Queria-vos
falar do Livro, não do seu conteúdo enquanto veiculo transportador de um texto, mas
do livro como objecto histórico. Porque ele é muitas vezes isso mesmo. Hoje
quando, “passeamos” o olhar pelas estantes de uma livraria, somos atraídos por
um titulo, um autor, uma capa colorida. Mas no passado, o Livro antigo (obras
que datam de 1501-1800), tornava-se ele próprio, história. Porque encontramos
nele a história do seu caminho, do seu crescimento. Parece-nos estranho
compreende-lo assim, mas é verdade o livro também cresce ao longo dos anos na
informação que fica registada nas suas páginas. Desde o “nascimento” do livro
no Escriptorium de um convento,
passando pelo gráfico, um trabalhador ambulante que andava de terra em terra,
procurando alguém que com algum poder económico lhe encomenda-se a confecção e
reprodução de uma obra. O gráfico que sem oficina ainda e com parcos conhecimentos literários, revelava
vastos conhecimentos da sua arte, para colocar os caracteres móveis na forma
inversa que depois iriam surgir direitinhos na grande folha de papel que
dobrada em diversas partes iria constituir um caderno, sem trocar a ordem
natural do texto, porque raros eram os livros desta época que tinham paginação.

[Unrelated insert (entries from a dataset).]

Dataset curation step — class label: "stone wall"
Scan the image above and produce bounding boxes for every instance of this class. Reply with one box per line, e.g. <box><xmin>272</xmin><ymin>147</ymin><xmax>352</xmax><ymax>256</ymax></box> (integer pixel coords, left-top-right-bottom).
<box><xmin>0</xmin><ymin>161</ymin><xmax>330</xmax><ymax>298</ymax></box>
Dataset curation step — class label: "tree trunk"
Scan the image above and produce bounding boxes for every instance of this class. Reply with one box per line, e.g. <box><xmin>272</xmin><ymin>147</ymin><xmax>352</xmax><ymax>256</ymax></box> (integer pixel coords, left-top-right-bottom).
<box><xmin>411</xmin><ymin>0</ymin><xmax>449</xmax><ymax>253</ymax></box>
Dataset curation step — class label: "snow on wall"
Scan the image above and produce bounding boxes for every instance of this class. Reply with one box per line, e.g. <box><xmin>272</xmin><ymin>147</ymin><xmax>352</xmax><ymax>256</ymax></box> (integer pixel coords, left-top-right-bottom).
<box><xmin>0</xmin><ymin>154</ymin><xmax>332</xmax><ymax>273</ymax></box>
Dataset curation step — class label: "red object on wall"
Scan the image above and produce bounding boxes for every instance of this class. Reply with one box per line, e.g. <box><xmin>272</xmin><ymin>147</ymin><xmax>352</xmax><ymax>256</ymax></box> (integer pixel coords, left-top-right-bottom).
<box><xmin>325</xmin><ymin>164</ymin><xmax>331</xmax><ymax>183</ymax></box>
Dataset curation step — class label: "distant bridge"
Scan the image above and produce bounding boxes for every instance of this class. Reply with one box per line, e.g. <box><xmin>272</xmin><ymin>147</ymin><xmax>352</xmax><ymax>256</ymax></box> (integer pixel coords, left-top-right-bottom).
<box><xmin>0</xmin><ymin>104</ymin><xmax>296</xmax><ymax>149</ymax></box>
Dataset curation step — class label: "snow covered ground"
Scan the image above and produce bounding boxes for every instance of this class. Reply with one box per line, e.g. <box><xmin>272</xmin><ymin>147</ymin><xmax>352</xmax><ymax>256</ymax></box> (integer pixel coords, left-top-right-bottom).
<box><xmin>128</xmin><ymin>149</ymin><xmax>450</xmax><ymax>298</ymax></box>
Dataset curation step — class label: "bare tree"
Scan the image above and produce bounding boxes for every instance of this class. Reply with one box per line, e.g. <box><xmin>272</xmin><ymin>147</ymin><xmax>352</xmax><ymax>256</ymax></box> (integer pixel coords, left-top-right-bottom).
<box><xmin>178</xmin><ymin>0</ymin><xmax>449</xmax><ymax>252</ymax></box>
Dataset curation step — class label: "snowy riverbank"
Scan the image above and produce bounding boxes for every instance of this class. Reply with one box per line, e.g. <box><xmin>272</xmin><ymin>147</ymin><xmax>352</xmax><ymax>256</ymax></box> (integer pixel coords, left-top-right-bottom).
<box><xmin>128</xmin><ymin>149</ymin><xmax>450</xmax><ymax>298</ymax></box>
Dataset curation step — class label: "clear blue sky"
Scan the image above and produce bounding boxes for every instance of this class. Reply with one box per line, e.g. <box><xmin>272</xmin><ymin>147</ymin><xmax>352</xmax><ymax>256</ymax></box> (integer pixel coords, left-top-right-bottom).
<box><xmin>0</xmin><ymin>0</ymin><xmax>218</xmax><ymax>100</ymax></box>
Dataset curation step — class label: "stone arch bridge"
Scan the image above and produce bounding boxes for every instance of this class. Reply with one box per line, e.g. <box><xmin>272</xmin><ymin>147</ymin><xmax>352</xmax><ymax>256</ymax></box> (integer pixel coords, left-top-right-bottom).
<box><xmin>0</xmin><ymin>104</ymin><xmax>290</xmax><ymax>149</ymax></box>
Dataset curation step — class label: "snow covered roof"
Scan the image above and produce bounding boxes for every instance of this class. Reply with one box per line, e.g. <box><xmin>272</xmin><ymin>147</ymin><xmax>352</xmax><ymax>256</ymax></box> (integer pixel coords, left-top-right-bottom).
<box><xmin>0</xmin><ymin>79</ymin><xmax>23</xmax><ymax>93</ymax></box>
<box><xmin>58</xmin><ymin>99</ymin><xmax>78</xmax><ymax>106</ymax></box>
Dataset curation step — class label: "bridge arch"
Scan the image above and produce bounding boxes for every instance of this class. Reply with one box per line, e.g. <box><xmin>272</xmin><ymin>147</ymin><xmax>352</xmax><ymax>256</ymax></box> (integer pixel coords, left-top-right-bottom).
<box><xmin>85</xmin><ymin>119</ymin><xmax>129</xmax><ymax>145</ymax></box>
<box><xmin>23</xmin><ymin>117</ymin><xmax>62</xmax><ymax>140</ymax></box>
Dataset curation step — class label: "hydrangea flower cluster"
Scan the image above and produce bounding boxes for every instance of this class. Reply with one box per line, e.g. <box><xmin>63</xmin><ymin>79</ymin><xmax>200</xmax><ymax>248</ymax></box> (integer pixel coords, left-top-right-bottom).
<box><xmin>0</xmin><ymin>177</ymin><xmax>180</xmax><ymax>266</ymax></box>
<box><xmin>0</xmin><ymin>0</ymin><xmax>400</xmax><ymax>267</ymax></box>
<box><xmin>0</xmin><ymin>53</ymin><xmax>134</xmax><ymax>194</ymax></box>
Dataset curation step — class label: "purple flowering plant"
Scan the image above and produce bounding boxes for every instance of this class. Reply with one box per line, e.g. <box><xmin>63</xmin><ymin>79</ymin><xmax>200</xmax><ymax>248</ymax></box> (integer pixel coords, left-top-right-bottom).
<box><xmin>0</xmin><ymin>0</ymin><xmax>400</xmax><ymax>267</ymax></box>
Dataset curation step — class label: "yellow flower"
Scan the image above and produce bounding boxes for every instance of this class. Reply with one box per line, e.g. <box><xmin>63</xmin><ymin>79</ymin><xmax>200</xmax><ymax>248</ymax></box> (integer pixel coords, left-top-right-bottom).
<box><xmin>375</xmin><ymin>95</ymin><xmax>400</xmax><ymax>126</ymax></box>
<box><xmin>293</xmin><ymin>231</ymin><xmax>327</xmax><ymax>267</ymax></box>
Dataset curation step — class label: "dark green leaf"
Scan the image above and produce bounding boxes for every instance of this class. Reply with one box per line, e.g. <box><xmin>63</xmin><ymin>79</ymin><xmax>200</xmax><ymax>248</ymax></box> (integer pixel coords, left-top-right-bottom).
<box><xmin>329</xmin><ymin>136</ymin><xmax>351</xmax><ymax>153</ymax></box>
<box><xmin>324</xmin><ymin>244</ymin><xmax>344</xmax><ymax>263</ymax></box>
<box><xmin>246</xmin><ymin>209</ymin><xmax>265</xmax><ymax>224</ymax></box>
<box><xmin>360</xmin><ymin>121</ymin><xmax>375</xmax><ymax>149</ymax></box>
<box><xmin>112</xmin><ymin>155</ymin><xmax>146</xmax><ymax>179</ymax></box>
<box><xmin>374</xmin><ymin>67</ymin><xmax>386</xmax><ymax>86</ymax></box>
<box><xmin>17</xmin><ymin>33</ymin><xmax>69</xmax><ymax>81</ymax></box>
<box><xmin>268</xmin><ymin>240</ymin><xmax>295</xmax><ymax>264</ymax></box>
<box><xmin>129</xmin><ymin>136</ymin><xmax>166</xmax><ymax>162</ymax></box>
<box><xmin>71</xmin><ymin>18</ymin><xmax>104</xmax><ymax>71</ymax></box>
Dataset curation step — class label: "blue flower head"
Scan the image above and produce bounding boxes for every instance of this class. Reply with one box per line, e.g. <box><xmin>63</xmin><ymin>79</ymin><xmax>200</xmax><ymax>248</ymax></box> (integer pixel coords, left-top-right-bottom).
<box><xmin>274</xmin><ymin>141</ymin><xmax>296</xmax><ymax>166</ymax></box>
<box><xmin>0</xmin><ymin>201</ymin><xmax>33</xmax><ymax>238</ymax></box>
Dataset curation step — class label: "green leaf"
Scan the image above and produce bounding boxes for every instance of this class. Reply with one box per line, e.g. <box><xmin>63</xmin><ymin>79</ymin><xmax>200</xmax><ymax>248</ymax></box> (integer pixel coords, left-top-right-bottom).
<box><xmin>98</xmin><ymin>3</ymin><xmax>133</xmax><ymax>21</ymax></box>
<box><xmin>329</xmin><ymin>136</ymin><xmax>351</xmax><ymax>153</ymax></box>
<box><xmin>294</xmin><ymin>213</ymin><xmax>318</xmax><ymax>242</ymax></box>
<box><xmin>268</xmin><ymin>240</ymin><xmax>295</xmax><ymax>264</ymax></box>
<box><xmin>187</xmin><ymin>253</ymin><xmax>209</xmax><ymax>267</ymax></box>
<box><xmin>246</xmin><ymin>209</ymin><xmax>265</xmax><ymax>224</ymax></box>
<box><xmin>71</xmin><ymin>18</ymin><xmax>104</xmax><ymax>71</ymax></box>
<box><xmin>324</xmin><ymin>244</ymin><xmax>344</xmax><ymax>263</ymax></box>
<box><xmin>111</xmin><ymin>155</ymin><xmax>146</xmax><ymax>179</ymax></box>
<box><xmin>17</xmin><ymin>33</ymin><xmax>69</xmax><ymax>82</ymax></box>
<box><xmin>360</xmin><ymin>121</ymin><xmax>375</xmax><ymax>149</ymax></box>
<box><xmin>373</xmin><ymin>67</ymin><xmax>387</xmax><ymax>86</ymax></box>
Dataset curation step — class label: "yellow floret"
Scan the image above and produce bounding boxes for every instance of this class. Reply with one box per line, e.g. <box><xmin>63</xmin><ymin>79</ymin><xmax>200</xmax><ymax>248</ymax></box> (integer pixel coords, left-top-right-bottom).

Cadernos que permaneciam assim para serem vendidos, sem serem cozidos, ou
encapados. Cabia a quem o adquiria encomendar uma capa, mais rica ou mais
pobre, em pergaminho, pele, ou tecido,
com brasão incrustado a ferro quente ou letras em fio de ouro. Quando o
folheamos, estes detalhes surgem silenciosos à espera de uma observação e lenta
atenta, minuciosa, e porque não, carinhosa. O texto, esse, talvez seja supra conhecido
pelas diversas reimpressões, mas aquele exemplar que nos veio parar às mãos, é
único, tornaram-no exclusivo pela riqueza de pormenores. Alguns quando lhe
colocaram a capa acrescentaram mais um caderno com 12 dobragens correspondendo
a 24 páginas em branco, isto desperta-nos a curiosidade, mas a resposta surge-nos
evidente, o possuidor desse livro, quis acrescentar a sua opinião sobre a obra,
inspirar-se nela para os seus escritos ou torna-lo um diário dos seus desabafos.
Alguns fazem-nos sorrir pela cortesia, ou pelo tom irónico. Com que mágoa, com
que delicadeza viramos cada página, encontrando aqui e ali marcas da sua
vivência, assinaturas, dedicatórias, manchas de (lágrimas?) de (risos?) de
velas que o iluminaram nas longas noites em que fez companhia à solidão.
Páginas com texto desgastado de tão lido, de tão sentido.
E
o livro de hoje? Pouco nos diz, apenas é portador de um texto literário. Tem um
percurso de vida tão curto, tão desvalorizado, abandonado, lido e esquecido.
Poucos lhe acrescentam algo para o futuro, talvez uma assinatura, uma mera
rúbrica.
Poucos os levam até às próximas gerações. Sem
a durabilidade de materiais que tinha o livro antigo, perece depressa e sem
história.
A
história que o Livro já teve no seu longínquo passado, quando era um bem de
riqueza, sempre presente nas casas reais e elemento obrigatório nos saques, ao
lado do ouro da prata e dos diamantes. O Livro já foi um tesouro que se tornou nos
nossos dias, um bem de “consumo imediato”. Felizmente que ainda posso “ler”
alguns livros antigos e tocar ao de leve, a riqueza do seu passado.